It's a new month...
Thursday, May 02, 2013
A new month means it's time to stop slacking and get things right. I'm determined to pick myself up and fight for this healthy lifestyle that I have been working so hard on. Exercise is not a problem at all, unless I'm exercising too much. Sometimes I think I might be but I try to back off if my body tells me to rest. My weekly exercise routine is usually, step aerobics 1-2x a week, bodycombat 2x, bodypump 2x, CX works 2-3x, running at least 10-15 miles, and having one easy workout day where I usually do a fun workout on my Wii. Yes, I do exercise everyday. Most days I usually get about 90 minutes of gym time and then I use my fitbit to keep me active the rest of the day. My goal is 15000 steps daily and I always aim for more. I love working out and staying active all day. I had a couple months where I was lacking energy and struggling through workouts. I have finally gotten past that. I'm not sure what was wrong but I feel much better.

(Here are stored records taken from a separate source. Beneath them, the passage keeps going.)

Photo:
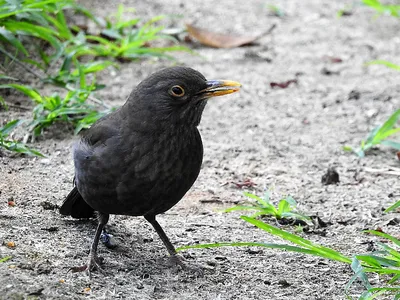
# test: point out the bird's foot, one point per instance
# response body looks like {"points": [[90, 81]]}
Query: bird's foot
{"points": [[94, 263], [178, 263]]}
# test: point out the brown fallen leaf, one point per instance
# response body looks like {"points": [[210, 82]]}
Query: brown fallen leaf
{"points": [[220, 40]]}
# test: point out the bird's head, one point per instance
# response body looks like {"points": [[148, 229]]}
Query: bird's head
{"points": [[177, 95]]}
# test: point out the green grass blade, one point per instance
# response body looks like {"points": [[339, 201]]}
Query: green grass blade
{"points": [[323, 251], [10, 38], [27, 90]]}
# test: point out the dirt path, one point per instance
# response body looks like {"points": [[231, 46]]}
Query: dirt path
{"points": [[284, 139]]}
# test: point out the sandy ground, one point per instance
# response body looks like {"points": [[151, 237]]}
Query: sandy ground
{"points": [[280, 139]]}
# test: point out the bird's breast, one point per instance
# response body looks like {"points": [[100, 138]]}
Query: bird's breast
{"points": [[151, 172]]}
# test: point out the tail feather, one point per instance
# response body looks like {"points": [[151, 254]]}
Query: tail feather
{"points": [[75, 206]]}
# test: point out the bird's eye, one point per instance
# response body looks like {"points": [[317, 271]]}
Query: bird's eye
{"points": [[177, 91]]}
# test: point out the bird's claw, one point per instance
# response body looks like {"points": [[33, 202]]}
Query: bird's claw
{"points": [[179, 264]]}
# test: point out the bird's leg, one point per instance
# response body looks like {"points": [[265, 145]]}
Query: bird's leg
{"points": [[152, 220], [171, 249], [94, 261]]}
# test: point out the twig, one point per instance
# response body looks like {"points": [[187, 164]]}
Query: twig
{"points": [[21, 64]]}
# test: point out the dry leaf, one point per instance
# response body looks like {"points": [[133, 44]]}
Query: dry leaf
{"points": [[10, 244], [282, 85], [220, 40]]}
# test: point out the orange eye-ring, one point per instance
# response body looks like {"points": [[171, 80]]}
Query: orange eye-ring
{"points": [[177, 91]]}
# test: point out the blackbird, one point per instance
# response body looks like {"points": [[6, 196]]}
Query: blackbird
{"points": [[141, 159]]}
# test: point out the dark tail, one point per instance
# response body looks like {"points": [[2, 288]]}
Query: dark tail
{"points": [[75, 206]]}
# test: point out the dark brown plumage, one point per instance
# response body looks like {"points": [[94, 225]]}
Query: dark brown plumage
{"points": [[141, 159]]}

My biggest problem is nutrition! I'm eating the right stuff. I'm drinking tons of water. I'm getting enough protein and fiber. I love to cook and to bake and I'm always finding healthier ways to do so. My lifestyle change made me actually enjoy cooking. I have always enjoyed baking, but cooking was a struggle. Now all I do is go to SparkRecipes.com and browse all the delicious stuff shared by members. I'm starting to get a really good recipe collection going. So, what am I struggling with? Sometimes I think that I can eat a little extra of this or that because I ran 6 miles that morning. Weekends are really tough. I have designated Sunday as a cheat day, but I keep catching myself cheating on Saturdays. I even have days during the week where I think I can sneak in an extra 100 calories and my body wont notice. The verdict is in on what this is doing to me. When I cheat on my tracker...I'm only cheating myself. I'm not hurting anybody else but me. I must resolve to be more true and faithful to myself and stop sneaking in these extra calories and trying to justify it. I don't have any excuses and I'm making myself unhappy. I'm unhappy when I see a lack of progress. Yes I'm at a healthy weight and I am in great health but I'm out of my maintenance range by about 4 pounds and have not been able to get back there over the past few months. It is discouraging to see a lack of progress. I'm actually terrified of the scale because all I get out of it is bad news. I haven't even weighed myself in a couple weeks because I'm scared.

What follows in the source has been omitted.